You have to listen to your body and your body is basically saying, "No more."

How many days off during the week do you take?

If you are overtrained, you essentially need to take a full week off to get out of the hole. You can do some minimal activities during that week, like VERY short bits of cardio followed up by an extended period of stretching. Basic maintenance stuff and that's it. But you really want to keep your energy expenditure way down because your body needs to refuel its energy reserves.

The downside is, no one likes taking time off. The upside is, you will actually come back stronger and more energized after the week is over. And don't cut the week short just because you're feeling energized, you need to give it a little extra time to fully restore your energy systems. I would expect your appetite to fully return. Take another 3 days off once it does.

Or you can just try to cut back on exercises, maybe skip CF for a week, especially if you're doing it the day before hockey, and see if your body can pull itself out of its hole. I think it's unlikely but I understand the aversion to giving up sport sessions one has paid money for.

I would also look into moving your CF away from the day before a 2 hour hockey class.
What you're saying makes a lot of sense. I'm going to have about 2 weeks coming up where I won't be able to play any hockey at all, so I'm interested (to say the least) to see how my body will respond. I've definitely had the experience of taking time off from something and then coming back at it with an unexpectedly new perspective, so I'm hoping that this will be a good (though sad!) break.

I've pretty much been taking off the weekdays because it's been so grueling/Because my appetite/energy have been down.
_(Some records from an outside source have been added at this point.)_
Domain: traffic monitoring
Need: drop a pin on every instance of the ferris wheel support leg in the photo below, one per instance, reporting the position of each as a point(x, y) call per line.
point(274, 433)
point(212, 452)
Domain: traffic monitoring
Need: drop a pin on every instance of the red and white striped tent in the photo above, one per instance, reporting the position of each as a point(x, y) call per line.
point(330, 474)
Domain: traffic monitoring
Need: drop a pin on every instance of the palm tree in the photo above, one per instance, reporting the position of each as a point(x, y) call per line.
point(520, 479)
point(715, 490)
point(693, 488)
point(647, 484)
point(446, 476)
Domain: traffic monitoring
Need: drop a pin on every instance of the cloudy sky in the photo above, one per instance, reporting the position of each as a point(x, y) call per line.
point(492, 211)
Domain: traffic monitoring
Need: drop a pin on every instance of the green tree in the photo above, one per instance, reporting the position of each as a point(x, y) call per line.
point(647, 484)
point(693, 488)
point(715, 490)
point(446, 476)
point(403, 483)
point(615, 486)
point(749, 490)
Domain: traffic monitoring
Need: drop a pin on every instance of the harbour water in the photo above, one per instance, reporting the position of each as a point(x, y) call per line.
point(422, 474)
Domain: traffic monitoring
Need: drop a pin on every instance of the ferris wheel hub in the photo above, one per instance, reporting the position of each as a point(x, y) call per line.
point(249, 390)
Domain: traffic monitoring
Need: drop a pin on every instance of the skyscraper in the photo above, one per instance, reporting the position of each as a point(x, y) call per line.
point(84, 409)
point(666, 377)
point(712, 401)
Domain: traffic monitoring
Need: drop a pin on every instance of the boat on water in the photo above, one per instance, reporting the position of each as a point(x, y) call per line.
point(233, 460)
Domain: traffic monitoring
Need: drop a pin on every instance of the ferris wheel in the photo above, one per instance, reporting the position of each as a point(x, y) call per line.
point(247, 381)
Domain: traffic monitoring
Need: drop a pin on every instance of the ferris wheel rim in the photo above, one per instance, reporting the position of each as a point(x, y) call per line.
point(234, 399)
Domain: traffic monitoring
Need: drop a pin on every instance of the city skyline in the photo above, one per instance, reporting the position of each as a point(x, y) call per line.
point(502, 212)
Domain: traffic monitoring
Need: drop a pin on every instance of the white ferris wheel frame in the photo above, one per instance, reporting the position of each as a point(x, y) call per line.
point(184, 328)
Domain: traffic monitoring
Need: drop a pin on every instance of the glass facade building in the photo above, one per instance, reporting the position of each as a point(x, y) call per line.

I had a night the other week where I just CRASHED, got about ten hours and felt stellar the next day (though still no appetite.) I did a really short, basic Crossfit WOD on Wednesday (sandwiched between the Saturday and Monday classes) and felt fine about it. I feel like I need to do something to keep up my heartrate during the week.

It does hurt to think about skipping a week but if that will help bring me back to normal then I'm going to look at it for sure (in addition to all the other stuff mentioned.)

When you say very short bits of cardio, what kind of a workout are you looking at? Maybe I'll do a yoga recovery week (I know this isn't cardio.)

All of this makes me have even more respect for what NHL players do [to their bodies]. Granted they have huge support systems behind them and the $ to do/eat whatever, but still.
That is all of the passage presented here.